Ways to Stretch Your Medical Aid Benefits
July 5, 2014
Maybe you are one of those people whose medical savings run out before half the year has gone by. This often causes big hassles with medical aid benefits, such as running out of chronic medication or delaying important procedures. This is no good for your health.
It doesn’t have to be this way! There is help close at hand – no further away than your local pharmacy.
Waheed Abdurahman, a Clicks pharmacist, points out that if you take your pharmacist into your confidence, he or she can actually help you to stretch your medical aid benefits.
“Some of the ways we go about this are free preventative health screenings, which are paid out of the risk portion of the medical scheme cover, and instead paying for visits to doctors and specialists from the medical savings portion.
These regular health checks give early warning of medical conditions, enabling fast action, which can also help to stretch medical aid benefits.”
Medical Aid Benefits
Here are some more important tips for making your medical aid benefits go further:
MEDICAL AID MANAGEMENT GUIDE FOR AVOIDING OUT OF POCKET EXPENSES
• Medical schemes charge a levy or co-payments when customers shop outside the approved designated or preferred service provider network. Make sure your pharmacist is on the approved Designated Service Provider network.
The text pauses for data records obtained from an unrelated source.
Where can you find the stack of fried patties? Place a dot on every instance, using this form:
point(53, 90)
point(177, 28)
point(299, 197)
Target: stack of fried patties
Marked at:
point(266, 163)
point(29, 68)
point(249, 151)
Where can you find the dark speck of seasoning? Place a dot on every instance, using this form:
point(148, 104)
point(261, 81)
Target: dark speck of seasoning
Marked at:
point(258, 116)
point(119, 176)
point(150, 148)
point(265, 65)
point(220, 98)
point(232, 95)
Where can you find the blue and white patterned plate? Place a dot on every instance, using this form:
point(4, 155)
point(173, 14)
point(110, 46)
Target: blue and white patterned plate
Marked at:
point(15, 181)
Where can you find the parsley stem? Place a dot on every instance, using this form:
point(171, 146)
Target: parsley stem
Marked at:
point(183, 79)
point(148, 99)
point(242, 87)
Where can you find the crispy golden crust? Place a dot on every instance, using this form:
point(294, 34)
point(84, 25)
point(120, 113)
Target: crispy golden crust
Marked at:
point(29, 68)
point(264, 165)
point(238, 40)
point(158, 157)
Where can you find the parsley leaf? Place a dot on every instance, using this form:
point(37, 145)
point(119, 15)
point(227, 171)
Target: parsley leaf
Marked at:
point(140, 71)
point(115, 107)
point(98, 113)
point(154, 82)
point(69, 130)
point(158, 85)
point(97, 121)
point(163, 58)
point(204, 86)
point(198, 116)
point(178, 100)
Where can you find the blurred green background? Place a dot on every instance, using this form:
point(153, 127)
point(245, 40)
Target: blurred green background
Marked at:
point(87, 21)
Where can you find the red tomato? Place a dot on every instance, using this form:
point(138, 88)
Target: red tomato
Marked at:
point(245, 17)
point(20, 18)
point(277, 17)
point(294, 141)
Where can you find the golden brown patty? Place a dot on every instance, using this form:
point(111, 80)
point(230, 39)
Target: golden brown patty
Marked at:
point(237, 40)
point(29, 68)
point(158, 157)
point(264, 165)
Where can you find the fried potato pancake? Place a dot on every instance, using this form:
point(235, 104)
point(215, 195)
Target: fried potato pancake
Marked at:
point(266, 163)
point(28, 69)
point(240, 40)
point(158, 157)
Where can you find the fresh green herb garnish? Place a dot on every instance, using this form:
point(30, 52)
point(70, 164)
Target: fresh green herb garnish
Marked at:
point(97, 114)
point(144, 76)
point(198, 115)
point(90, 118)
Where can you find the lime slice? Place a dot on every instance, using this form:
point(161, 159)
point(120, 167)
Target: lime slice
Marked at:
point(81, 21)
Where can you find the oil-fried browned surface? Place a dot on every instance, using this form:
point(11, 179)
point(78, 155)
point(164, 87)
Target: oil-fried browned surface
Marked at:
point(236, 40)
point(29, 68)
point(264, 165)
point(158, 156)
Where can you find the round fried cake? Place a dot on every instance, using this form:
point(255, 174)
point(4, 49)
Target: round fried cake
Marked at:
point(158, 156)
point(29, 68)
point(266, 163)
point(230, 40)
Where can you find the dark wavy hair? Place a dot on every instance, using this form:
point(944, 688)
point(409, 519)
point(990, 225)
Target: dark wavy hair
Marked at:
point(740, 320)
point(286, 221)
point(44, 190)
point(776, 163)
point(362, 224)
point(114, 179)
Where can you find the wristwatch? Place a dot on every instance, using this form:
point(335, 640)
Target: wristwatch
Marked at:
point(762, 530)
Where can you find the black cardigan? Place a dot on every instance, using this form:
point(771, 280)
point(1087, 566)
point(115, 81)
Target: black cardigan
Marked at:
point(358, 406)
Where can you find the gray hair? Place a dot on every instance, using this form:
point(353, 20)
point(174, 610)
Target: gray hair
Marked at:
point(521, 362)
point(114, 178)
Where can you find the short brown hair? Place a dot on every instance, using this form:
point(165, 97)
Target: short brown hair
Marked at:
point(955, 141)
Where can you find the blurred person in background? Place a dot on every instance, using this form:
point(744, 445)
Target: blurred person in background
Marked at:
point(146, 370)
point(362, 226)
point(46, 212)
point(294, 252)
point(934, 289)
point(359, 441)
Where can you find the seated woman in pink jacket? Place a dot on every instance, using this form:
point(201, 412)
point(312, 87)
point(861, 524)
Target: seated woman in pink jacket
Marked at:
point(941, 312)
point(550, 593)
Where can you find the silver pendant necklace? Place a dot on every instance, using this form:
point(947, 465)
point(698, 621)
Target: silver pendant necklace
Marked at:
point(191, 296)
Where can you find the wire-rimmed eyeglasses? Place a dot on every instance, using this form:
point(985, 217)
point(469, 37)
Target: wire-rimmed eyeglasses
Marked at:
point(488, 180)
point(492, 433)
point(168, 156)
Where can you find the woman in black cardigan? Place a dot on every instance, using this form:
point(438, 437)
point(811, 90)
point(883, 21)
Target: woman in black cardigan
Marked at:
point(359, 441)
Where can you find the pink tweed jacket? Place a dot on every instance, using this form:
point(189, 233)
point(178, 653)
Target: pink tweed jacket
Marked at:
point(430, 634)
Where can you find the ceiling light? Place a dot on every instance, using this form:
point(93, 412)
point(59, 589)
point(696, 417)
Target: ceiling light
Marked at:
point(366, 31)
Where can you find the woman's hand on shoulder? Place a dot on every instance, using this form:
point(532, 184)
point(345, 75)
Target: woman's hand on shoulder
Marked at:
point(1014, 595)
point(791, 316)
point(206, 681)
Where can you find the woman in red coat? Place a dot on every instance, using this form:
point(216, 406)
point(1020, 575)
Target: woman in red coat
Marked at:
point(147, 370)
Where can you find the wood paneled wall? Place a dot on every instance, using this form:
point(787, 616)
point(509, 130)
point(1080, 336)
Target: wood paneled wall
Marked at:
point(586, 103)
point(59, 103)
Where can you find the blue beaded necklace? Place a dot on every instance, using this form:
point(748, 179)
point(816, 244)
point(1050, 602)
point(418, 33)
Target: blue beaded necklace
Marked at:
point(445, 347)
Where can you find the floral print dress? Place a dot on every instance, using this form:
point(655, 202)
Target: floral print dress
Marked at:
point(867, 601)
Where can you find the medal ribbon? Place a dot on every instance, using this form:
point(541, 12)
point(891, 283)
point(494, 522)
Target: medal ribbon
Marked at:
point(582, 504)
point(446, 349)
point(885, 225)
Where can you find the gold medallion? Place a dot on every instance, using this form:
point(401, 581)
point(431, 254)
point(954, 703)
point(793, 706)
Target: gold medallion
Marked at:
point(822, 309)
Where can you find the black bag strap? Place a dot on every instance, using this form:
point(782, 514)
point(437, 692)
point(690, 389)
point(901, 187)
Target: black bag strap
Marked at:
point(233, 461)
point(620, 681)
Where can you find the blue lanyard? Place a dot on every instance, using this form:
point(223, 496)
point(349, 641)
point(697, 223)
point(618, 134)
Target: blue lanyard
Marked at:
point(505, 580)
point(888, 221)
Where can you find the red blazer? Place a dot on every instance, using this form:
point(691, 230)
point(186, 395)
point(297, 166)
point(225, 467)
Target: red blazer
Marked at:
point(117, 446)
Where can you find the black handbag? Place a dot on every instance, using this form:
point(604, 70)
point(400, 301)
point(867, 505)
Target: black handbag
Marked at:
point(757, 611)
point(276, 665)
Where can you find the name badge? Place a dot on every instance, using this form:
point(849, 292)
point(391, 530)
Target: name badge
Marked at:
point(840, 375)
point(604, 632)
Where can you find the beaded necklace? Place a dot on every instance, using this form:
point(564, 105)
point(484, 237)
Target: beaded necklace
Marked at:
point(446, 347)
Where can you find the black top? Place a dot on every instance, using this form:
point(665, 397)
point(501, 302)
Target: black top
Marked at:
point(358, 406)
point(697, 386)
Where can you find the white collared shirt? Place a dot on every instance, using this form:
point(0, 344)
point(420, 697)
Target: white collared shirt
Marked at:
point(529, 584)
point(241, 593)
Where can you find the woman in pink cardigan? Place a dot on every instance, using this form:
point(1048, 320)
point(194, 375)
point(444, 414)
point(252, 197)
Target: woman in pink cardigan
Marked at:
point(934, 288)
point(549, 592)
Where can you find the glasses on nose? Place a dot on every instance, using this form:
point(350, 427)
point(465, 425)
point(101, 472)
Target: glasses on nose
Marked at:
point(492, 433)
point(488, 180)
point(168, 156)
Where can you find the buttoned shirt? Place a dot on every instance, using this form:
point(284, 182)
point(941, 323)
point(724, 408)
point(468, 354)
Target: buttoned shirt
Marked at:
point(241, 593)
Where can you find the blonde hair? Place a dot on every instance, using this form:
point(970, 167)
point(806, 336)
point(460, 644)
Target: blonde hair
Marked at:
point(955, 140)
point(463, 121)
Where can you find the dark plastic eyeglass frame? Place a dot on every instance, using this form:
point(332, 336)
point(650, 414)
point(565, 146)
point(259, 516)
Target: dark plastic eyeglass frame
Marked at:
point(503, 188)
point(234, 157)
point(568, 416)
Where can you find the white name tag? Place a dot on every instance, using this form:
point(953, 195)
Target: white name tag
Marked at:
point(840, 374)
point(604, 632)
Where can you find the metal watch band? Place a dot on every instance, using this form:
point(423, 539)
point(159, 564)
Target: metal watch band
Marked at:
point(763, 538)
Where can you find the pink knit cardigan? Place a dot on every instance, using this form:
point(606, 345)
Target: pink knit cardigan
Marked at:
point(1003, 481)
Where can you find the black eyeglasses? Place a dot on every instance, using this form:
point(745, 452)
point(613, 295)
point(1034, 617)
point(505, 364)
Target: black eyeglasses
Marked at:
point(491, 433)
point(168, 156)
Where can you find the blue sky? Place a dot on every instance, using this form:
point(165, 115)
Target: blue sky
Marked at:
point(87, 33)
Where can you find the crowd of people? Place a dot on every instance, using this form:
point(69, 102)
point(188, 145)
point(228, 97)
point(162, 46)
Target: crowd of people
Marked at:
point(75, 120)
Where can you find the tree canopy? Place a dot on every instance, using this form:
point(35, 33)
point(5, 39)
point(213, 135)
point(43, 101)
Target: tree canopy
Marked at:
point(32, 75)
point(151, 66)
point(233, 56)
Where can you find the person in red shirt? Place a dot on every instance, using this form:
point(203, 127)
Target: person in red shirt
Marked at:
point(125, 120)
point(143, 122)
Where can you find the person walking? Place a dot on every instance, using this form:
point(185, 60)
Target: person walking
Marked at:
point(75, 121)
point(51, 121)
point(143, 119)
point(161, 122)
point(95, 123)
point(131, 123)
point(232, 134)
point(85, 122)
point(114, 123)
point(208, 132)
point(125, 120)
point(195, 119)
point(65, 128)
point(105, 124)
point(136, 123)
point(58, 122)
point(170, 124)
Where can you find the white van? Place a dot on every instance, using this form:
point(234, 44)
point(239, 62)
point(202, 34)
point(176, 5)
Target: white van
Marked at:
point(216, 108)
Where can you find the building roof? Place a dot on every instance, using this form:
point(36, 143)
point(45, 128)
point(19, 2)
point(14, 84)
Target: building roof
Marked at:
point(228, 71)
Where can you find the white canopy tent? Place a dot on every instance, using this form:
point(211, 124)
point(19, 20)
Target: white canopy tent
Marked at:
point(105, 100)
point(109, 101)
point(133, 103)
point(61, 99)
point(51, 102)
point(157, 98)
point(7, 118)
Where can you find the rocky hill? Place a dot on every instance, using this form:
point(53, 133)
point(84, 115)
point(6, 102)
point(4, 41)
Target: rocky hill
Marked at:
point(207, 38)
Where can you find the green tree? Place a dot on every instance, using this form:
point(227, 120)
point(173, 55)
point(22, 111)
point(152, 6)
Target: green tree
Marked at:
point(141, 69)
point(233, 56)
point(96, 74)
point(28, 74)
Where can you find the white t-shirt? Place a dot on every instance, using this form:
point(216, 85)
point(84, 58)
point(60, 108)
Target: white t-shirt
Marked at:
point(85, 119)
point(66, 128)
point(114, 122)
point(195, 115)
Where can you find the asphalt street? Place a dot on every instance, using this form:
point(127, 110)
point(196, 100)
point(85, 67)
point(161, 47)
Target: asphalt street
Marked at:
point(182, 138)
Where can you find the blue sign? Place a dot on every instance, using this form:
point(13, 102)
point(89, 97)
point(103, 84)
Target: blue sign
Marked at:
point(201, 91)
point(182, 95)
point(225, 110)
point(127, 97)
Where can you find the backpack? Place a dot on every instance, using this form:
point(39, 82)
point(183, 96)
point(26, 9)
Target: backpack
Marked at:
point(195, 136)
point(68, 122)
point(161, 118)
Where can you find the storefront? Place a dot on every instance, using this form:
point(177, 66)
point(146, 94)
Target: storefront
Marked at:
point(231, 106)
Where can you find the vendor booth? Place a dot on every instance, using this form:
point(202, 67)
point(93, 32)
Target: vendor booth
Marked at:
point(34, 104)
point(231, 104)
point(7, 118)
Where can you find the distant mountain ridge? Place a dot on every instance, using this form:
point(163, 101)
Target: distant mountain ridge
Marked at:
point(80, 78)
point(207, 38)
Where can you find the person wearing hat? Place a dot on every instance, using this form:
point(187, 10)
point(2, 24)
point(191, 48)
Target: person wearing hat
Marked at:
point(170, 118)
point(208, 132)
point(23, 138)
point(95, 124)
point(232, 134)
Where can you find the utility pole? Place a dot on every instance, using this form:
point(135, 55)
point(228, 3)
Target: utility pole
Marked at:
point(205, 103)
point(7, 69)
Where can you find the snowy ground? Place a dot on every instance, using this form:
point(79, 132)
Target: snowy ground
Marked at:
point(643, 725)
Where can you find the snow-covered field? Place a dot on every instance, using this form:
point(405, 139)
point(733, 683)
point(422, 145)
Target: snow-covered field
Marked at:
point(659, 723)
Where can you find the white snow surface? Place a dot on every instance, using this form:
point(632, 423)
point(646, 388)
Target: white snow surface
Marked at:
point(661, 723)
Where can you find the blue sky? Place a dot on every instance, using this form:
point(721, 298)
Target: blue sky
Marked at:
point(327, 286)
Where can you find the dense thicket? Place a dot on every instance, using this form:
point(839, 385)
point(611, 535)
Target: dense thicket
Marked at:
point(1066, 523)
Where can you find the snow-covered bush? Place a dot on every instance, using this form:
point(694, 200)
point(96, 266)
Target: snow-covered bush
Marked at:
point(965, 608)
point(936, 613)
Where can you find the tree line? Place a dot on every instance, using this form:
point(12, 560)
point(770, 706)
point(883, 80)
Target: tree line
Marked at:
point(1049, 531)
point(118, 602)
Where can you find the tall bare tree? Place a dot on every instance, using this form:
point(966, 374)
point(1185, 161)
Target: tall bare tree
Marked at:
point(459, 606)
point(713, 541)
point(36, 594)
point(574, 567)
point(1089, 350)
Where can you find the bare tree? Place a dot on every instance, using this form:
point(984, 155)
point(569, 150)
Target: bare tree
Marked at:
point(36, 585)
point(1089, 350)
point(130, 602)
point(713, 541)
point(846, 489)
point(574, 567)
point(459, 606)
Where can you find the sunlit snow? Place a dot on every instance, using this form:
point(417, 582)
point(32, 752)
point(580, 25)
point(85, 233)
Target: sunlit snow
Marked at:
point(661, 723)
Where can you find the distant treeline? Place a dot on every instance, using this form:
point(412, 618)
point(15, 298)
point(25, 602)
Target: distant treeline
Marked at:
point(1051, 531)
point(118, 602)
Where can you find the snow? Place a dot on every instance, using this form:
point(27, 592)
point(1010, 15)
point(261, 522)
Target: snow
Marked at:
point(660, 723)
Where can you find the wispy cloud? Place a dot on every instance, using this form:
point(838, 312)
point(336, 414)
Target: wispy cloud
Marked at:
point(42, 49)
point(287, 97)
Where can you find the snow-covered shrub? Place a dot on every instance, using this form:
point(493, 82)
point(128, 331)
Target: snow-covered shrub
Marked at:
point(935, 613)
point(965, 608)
• Choose a generic alternative. Medical schemes are more likely to pay in full for a generic medicine, which use the same active ingredient, strength and dosage form as original brand medicines.
• Find out if your chronic medication is on the approved formulary list, which is paid for at a specially negotiated rate by your medical aid.
• Most pharmacies do not charge administration fees, so if yours does, shop around.
• Tap into your pharmacy’s reward programme – e.g. Clicks ClubCard members earn ClubCard points off the dispensing fee.
• Have essential medicines handy to treat symptoms fast and use the OTC (Over-The-Counter) benefit that covers self-medication.